Fastai v2 tabular

@jeremy fastai v1 gets higher LB score (higher roc_auc_score)

1 Like

Hi. I’m currently working on a multiclass classifcation problem with tabular data.

I’m using TabularPandas to prepare the data but I want a specific mapping from target class to integer, so I use: y_block=CategoryBlock(vocab=my_mapping, sort=False) as an argument to TabularPandas. I have noticed that the resulting, transformed target does not match the my_mapping vocab.

If I’m correct, the cause is, when reduce_memory=True in TabularPandas, df_shrink is called and transforms the target variable (if object type) independently to the y_block specified. I’m not sure if this is intentional and if not, what the best alternative is, but a note about this in the docs or code might be helpful in the future.

I’m also willing to help where I can (I’m new to v2) if this is something that needs fixing.

I am also working on a similar problem. When I pass y_block= CategoryBlock to either TabularPandas or tabular_learner the model cannot be trained anymore and fails with ValueError: Expected input batch_size (64) to match target batch_size (13184). I also cannot find an example on TabularPandas for classification anywhere.

There are plenty, first the tabular tutorial in the fastai docs:

And in Walk with fastai2:

@Jan did setting reduce_memory to False fix it?

Yes, it seems fastai v2 cannot handle this anymore. It was working with v1.

Can you provide a reproducible example of what’s going on here? I’ve been actively using fastai tabular for months now without issue with both classification and regression problems, and I’m not sure exactly what’s happening to do this.

EDIT: @soerendip very important question: what’s your loss function.
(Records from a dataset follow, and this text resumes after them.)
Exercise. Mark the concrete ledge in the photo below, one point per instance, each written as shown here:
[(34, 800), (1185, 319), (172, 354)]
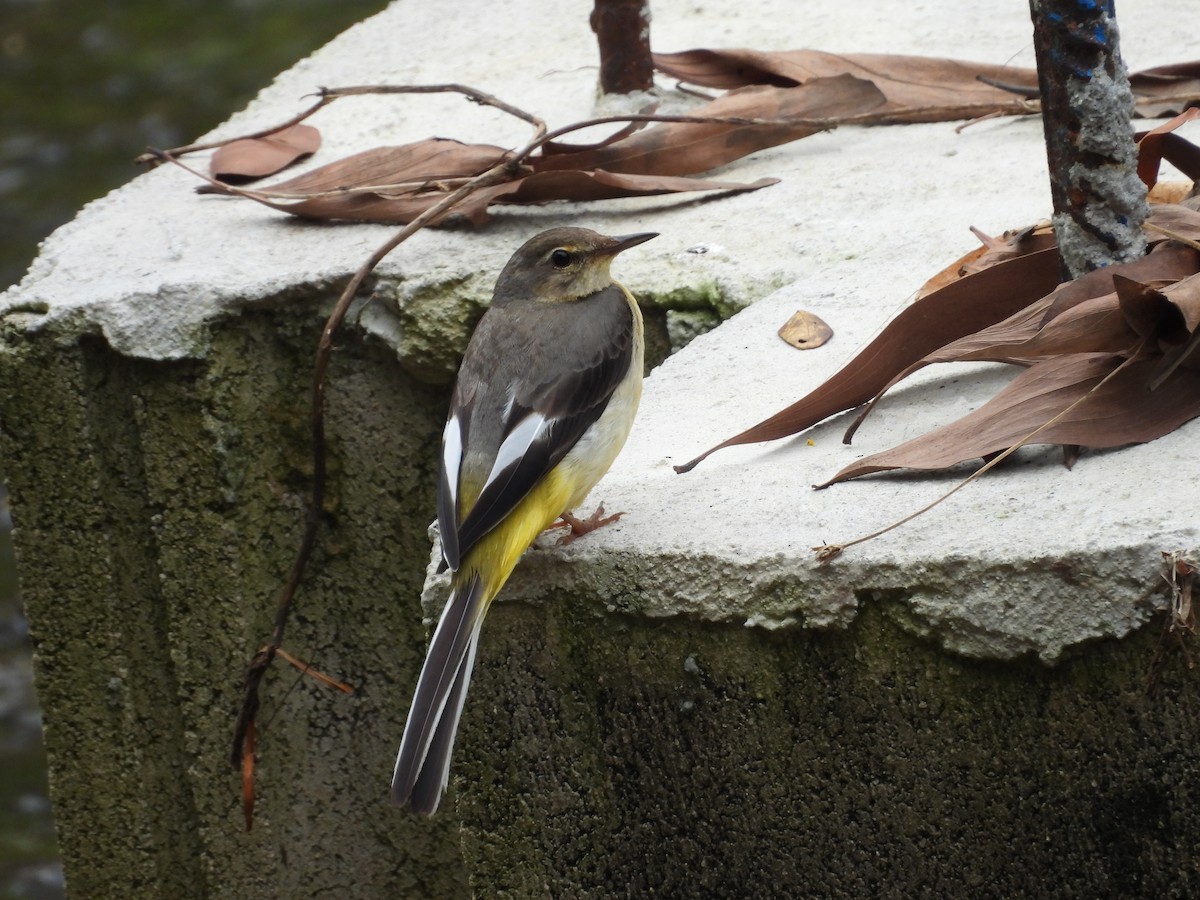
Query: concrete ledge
[(886, 725)]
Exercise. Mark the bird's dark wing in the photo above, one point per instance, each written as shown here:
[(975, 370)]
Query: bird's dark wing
[(520, 407)]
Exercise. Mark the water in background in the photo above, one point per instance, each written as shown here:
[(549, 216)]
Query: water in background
[(84, 88)]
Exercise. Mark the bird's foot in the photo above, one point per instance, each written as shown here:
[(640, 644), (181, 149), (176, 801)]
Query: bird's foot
[(579, 527)]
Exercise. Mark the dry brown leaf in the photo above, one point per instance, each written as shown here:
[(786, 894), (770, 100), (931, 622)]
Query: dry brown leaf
[(396, 169), (805, 330), (918, 88), (1159, 143), (994, 250), (1165, 90), (960, 309), (600, 185), (250, 159), (1125, 411), (688, 148)]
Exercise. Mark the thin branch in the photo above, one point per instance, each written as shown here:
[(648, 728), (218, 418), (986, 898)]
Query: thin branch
[(153, 156), (244, 731)]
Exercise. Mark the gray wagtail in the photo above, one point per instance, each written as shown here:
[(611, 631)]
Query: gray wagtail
[(545, 399)]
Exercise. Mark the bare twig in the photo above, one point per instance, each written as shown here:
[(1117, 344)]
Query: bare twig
[(244, 732), (154, 157)]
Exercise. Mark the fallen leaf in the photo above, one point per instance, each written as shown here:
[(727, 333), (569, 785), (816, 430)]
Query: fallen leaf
[(805, 330), (918, 88), (993, 250), (1159, 143), (250, 159), (689, 148), (1165, 90), (1125, 411), (960, 309)]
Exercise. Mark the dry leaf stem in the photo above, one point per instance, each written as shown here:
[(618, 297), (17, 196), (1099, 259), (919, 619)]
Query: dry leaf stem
[(832, 551)]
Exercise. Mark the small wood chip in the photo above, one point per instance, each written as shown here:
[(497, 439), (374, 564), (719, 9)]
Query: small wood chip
[(805, 331)]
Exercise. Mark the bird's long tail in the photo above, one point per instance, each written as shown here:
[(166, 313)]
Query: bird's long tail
[(423, 765)]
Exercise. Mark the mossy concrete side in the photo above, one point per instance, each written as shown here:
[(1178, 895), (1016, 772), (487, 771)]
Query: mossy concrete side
[(604, 751), (157, 507), (611, 755)]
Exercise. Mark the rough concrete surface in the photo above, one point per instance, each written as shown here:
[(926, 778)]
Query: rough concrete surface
[(684, 703)]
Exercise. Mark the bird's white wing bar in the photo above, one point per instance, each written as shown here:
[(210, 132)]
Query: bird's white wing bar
[(525, 433), (448, 489)]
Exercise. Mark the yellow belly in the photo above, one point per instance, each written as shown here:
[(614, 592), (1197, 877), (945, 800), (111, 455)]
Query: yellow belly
[(567, 485)]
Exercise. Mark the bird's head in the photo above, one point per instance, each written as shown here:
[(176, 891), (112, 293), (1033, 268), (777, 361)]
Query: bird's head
[(562, 264)]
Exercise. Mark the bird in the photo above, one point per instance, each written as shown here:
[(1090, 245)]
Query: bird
[(543, 403)]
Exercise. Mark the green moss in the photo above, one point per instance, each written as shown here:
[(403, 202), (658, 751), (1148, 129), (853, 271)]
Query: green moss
[(159, 509), (601, 755), (436, 324)]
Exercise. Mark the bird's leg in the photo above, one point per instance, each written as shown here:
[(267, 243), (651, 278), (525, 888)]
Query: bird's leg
[(582, 526)]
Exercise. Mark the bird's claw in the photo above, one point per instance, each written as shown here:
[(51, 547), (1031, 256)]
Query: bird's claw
[(579, 527)]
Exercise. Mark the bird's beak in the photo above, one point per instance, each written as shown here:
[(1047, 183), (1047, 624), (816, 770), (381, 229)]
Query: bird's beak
[(624, 241)]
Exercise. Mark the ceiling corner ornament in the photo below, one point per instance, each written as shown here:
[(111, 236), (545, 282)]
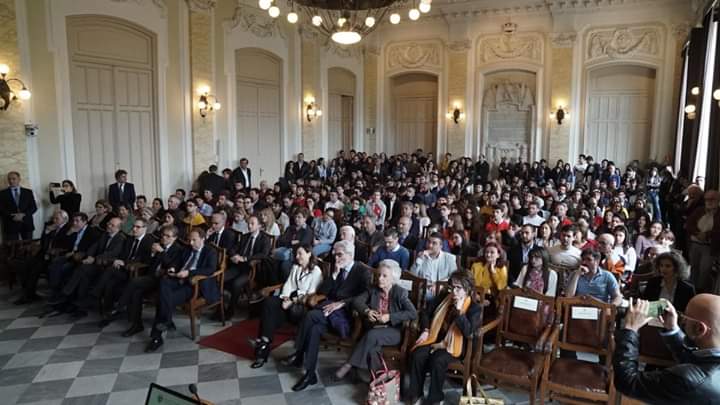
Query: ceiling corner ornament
[(257, 24), (412, 55), (623, 42), (459, 46), (563, 39), (161, 4), (201, 5), (510, 45)]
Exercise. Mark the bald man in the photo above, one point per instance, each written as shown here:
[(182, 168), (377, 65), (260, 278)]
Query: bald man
[(695, 379)]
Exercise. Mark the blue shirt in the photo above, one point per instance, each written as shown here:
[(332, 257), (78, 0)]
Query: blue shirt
[(600, 286), (400, 255)]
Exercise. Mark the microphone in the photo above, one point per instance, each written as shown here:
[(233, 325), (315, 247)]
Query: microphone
[(193, 390)]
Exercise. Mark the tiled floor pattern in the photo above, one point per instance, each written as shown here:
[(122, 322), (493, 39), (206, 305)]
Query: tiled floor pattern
[(56, 361)]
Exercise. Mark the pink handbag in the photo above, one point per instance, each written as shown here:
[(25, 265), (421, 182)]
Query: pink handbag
[(384, 387)]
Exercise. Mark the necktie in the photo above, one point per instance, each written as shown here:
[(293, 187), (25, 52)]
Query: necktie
[(133, 249)]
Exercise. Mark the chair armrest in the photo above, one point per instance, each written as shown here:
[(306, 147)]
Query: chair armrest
[(314, 299), (267, 291), (540, 345)]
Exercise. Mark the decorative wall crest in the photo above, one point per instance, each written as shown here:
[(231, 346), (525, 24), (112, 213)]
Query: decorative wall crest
[(563, 39), (624, 42), (412, 55), (158, 3), (259, 25), (201, 5), (510, 46)]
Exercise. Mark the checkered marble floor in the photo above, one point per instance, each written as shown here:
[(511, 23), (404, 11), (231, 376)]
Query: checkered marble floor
[(56, 361)]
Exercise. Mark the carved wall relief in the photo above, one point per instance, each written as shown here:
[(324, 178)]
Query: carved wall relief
[(624, 42), (413, 55)]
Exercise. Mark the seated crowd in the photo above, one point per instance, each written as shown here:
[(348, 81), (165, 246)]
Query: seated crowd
[(332, 243)]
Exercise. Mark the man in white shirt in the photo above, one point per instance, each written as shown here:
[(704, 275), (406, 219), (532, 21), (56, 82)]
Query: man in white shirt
[(565, 254)]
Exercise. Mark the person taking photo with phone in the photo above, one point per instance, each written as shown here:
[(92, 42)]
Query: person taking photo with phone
[(695, 379)]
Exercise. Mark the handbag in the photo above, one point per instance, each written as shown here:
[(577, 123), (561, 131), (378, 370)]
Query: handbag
[(384, 387), (470, 399)]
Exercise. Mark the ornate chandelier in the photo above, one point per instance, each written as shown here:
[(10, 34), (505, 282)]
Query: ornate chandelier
[(347, 22)]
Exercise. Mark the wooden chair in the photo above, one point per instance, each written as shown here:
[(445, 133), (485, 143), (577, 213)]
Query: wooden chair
[(397, 355), (583, 324), (197, 303), (525, 320)]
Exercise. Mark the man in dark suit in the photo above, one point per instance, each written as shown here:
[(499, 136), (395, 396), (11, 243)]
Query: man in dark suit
[(121, 192), (254, 245), (520, 245), (166, 256), (100, 255), (213, 181), (243, 174), (349, 279), (17, 206), (176, 289), (218, 234), (136, 253)]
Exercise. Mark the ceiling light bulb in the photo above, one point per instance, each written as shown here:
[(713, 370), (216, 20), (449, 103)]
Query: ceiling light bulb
[(24, 94)]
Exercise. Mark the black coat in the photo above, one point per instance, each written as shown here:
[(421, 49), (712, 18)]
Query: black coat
[(126, 198), (355, 284), (25, 206), (694, 380), (684, 291)]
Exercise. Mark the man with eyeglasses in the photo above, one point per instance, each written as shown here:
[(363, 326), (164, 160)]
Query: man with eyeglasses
[(136, 254), (166, 256), (695, 379)]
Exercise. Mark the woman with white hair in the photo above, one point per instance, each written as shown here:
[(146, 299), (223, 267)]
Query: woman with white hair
[(384, 307)]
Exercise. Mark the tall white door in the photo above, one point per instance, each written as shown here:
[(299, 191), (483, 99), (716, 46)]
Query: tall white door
[(618, 119), (259, 112), (113, 102)]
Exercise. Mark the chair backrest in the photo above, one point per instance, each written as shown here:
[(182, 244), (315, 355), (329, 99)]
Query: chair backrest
[(418, 289), (588, 325), (525, 314)]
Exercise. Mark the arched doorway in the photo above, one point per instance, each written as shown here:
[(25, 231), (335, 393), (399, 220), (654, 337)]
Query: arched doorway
[(114, 108), (259, 111), (414, 107), (341, 107), (619, 113)]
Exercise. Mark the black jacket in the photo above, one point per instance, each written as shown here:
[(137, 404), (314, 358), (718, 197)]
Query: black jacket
[(695, 380), (355, 284), (25, 206), (684, 291)]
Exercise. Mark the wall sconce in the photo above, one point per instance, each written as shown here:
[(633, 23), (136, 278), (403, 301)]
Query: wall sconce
[(311, 110), (456, 115), (690, 111), (560, 114), (6, 93), (207, 102)]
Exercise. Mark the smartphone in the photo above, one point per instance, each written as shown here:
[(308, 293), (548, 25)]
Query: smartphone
[(657, 308)]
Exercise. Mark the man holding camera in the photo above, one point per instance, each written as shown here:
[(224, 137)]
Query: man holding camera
[(696, 348)]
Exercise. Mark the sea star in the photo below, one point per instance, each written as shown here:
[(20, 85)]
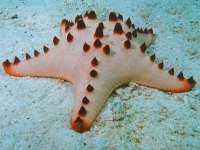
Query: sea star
[(97, 57)]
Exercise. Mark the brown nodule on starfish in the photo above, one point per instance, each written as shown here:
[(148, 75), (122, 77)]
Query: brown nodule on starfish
[(128, 22), (27, 56), (180, 76), (93, 73), (99, 32), (161, 65), (86, 47), (133, 26), (143, 48), (134, 33), (101, 25), (150, 31), (97, 43), (171, 71), (90, 88), (79, 121), (86, 14), (145, 30), (191, 80), (92, 15), (6, 63), (118, 28), (45, 49), (153, 57), (82, 111), (55, 40), (94, 62), (36, 53), (69, 37), (81, 24), (120, 17), (85, 100), (106, 49), (16, 60), (112, 16), (64, 21), (127, 44)]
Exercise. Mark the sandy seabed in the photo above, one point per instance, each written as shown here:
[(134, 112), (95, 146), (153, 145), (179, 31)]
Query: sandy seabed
[(34, 113)]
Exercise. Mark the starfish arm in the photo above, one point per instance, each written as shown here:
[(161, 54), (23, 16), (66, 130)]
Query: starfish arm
[(90, 98), (56, 62)]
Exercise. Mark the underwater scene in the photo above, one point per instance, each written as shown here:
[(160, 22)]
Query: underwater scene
[(99, 75)]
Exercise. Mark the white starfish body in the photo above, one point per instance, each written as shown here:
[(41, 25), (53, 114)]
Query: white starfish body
[(97, 57)]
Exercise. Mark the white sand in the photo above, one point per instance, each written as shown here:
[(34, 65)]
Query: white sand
[(34, 113)]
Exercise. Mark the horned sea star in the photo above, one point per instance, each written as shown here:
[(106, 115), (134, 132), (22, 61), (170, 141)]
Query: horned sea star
[(97, 57)]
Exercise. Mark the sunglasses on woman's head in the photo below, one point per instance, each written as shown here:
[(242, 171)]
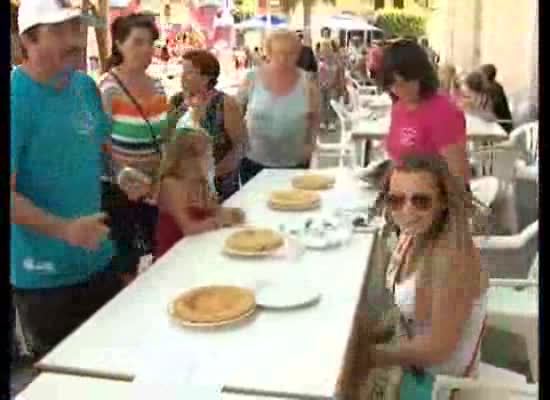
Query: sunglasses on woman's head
[(420, 201)]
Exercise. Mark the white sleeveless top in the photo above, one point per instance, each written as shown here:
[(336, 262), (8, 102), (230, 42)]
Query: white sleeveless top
[(404, 294), (458, 361)]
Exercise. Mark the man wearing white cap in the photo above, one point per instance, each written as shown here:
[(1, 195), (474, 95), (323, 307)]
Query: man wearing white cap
[(60, 265)]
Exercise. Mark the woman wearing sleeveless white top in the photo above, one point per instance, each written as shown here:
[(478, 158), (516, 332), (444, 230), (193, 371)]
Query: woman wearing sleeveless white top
[(282, 109), (435, 277)]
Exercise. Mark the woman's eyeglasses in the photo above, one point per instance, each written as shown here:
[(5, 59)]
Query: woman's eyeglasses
[(420, 201)]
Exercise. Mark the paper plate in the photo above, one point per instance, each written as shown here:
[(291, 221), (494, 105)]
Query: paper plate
[(213, 305), (284, 295)]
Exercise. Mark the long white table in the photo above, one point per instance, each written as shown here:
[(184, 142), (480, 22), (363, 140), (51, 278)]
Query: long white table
[(297, 353), (49, 386), (477, 129)]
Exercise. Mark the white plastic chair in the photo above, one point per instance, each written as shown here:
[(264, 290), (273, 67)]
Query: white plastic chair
[(509, 257), (526, 137), (358, 103), (344, 149), (513, 307), (499, 161), (481, 389), (361, 88)]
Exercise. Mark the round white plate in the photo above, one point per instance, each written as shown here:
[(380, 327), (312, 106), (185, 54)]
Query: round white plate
[(283, 295), (209, 324)]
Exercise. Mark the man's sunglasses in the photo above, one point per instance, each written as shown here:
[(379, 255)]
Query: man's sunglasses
[(420, 201)]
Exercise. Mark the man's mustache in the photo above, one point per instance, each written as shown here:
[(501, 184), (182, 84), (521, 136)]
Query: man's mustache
[(74, 51)]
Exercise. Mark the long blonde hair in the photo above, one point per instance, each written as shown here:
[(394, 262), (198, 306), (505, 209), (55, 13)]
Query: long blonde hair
[(281, 35), (448, 78), (184, 159)]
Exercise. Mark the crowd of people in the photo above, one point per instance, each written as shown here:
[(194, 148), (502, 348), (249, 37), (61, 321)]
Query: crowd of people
[(79, 230)]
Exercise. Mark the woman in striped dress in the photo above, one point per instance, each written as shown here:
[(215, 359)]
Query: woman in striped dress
[(137, 105)]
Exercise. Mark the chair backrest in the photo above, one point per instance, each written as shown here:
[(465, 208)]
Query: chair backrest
[(498, 161), (485, 389), (343, 117), (526, 136), (534, 270)]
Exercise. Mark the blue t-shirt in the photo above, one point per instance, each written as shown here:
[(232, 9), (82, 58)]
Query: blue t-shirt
[(56, 137)]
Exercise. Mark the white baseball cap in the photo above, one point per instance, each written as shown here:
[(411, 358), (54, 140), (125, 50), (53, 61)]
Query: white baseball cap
[(35, 12)]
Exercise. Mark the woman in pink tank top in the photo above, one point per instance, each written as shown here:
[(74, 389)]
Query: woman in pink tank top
[(423, 119)]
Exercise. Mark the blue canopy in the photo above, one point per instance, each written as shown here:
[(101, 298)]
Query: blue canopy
[(262, 22)]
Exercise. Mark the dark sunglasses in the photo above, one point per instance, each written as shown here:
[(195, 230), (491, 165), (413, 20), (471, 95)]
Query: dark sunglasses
[(420, 201)]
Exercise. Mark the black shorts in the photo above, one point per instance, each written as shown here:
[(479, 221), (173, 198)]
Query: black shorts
[(250, 168), (49, 315)]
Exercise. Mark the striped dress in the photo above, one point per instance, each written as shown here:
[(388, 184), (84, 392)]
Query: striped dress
[(132, 138)]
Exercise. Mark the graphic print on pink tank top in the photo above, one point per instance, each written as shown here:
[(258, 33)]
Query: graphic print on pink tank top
[(435, 124)]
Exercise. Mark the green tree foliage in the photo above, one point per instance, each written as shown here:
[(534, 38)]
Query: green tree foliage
[(245, 8), (399, 23)]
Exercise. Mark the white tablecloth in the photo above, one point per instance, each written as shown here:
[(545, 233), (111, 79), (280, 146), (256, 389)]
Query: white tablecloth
[(296, 352), (68, 387), (477, 129)]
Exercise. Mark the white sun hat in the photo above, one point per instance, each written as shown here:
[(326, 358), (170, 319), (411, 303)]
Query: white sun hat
[(35, 12)]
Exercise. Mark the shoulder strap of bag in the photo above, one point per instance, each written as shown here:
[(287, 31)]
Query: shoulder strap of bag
[(139, 108), (470, 366)]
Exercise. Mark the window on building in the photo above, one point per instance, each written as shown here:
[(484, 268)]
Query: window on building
[(378, 4)]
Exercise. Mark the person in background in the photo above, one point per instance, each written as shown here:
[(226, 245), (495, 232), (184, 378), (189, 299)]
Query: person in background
[(331, 83), (257, 58), (501, 109), (137, 106), (423, 120), (61, 261), (282, 109), (475, 97), (165, 57), (306, 59), (435, 277), (222, 117), (432, 55), (186, 204), (448, 79)]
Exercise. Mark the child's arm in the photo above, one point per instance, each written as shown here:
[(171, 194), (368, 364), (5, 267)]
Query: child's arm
[(172, 201)]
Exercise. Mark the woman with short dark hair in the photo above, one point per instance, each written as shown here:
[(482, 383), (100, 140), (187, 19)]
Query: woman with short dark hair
[(501, 108), (137, 105), (221, 117), (423, 120)]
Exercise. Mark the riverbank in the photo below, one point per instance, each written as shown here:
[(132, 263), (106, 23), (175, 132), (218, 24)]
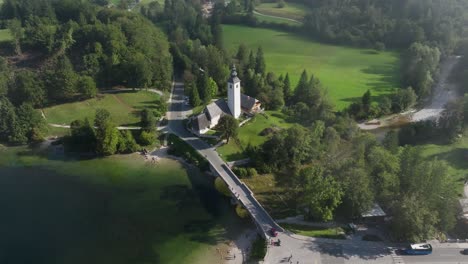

I believe you may not be using CrossEntropyLossFlat() which could be affecting it

Currently I’ve tried setting it up in a scenario similar to what I believe yours could be:

path = untar_data(URLs.ADULT_SAMPLE)
df = pd.read_csv(path/'adult.csv')
new_dict = {'<50k':0,
df[y_names].replace(new_dict, inplace=True)

cat_names = ['workclass', 'education', 'marital-status', 'occupation', 'relationship', 'race']
cont_names = ['age', 'fnlwgt', 'education-num']
procs = [Categorify, FillMissing, Normalize]
y_names = 'salary'
y_block = CategoryBlock
splits = RandomSplitter()(range_of(df))

to = TabularPandas(df, procs=procs, cat_names=cat_names, cont_names=cont_names,
                   y_names=y_names, y_block=y_block, splits=splits)
dls = to.dataloaders()

learn = tabular_learner(dls, layers=[200,100], metrics=accuracy)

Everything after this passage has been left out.